日本語と日本文化


蛇性の婬(七):雨月物語


 三月にもなりぬ。金忠豐雄夫婦にむかひて、都わたりには似るべうもあらねど、さすがに紀路にはまさりぬらんかし。名細<なぐはし>の吉野は春はいとよき所なり。三船の山菜摘み川常に見るとも飽かぬを、此の頃はいかにおもしろからん。いざ玉へ出で立ちなんといふ。眞女兒うち笑ひて、よき人のよしと見玉ひし所は、都の人も見ぬを恨みに聞こえ侍るを、我が身稚きより、人おほき所、或は道の長手をあゆみては、必気のぼりてくるしき病あれば、從駕<みとも>にえ出で立ち侍らぬぞいと憂たけれ、山土産必ず待ちこひ奉るといふを、そはあゆみなんこそ病も苦しからめ、車こそもたらね、いかにもいかにも土は踏ませまいらせじ。留まり玉はんは豐雄のいかばかり心もとなかりつらんとて、夫婦すゝめたつに、豐雄もかうたのもしくの玉ふを、道に倒るゝともいかでかはと聞ゆるに、不慮ながら出でたちぬ。人々花やぎて出でぬれど、眞女子が麗なるには似るべうもあらずぞ見えける。

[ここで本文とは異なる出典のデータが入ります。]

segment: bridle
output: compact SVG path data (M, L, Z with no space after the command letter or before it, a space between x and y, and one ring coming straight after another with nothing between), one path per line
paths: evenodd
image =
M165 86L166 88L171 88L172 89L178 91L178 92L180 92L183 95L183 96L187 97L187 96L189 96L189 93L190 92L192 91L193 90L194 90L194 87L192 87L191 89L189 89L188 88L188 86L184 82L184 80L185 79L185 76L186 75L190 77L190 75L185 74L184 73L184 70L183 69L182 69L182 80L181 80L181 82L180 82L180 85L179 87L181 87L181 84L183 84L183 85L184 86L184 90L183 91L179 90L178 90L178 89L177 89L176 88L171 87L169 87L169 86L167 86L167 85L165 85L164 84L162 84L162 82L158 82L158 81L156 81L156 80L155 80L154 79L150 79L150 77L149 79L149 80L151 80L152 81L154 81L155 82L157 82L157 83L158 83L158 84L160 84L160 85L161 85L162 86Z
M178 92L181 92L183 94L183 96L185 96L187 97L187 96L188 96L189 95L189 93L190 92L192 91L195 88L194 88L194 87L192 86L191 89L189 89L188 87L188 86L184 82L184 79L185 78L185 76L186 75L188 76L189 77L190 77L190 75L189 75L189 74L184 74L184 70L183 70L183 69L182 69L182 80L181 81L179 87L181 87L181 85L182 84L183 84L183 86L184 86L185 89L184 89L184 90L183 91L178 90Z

 何某の院はかねて心よく聞えかはしければこゝに訪らふ。主の僧迎へて、此の春は遲く詣で玉ふことよ。花もなかばは散り過ぎて鴬の聲もやゝ流るめれど、猶よき方にしるべし侍らんとて、夕食いと清くして食はせける。明けゆく空いたう霞みたるも、晴れゆくまゝに見わたせば、此の院は高き所にて、こゝかしこ僧坊どもあらはに見おろさるゝ。山の鳥どもゝそこはかとなく囀りあひて、木草の花色々に咲きまじりたる。同じ山里ながら目さむるこゝちせらる。初詣には瀧ある方こそ見所はおほかめれとて、彼方にしるべの人乞ひて出でたつ。谷を繞りて下りゆく。いにしへ行幸の宮ありし所は、石はしる瀧つせのむせび流るゝに、ちいさきあゆどもの水に逆ふなど、目もあやにおもしろし。檜破子打ち散らして喰ひつゝあそぶ。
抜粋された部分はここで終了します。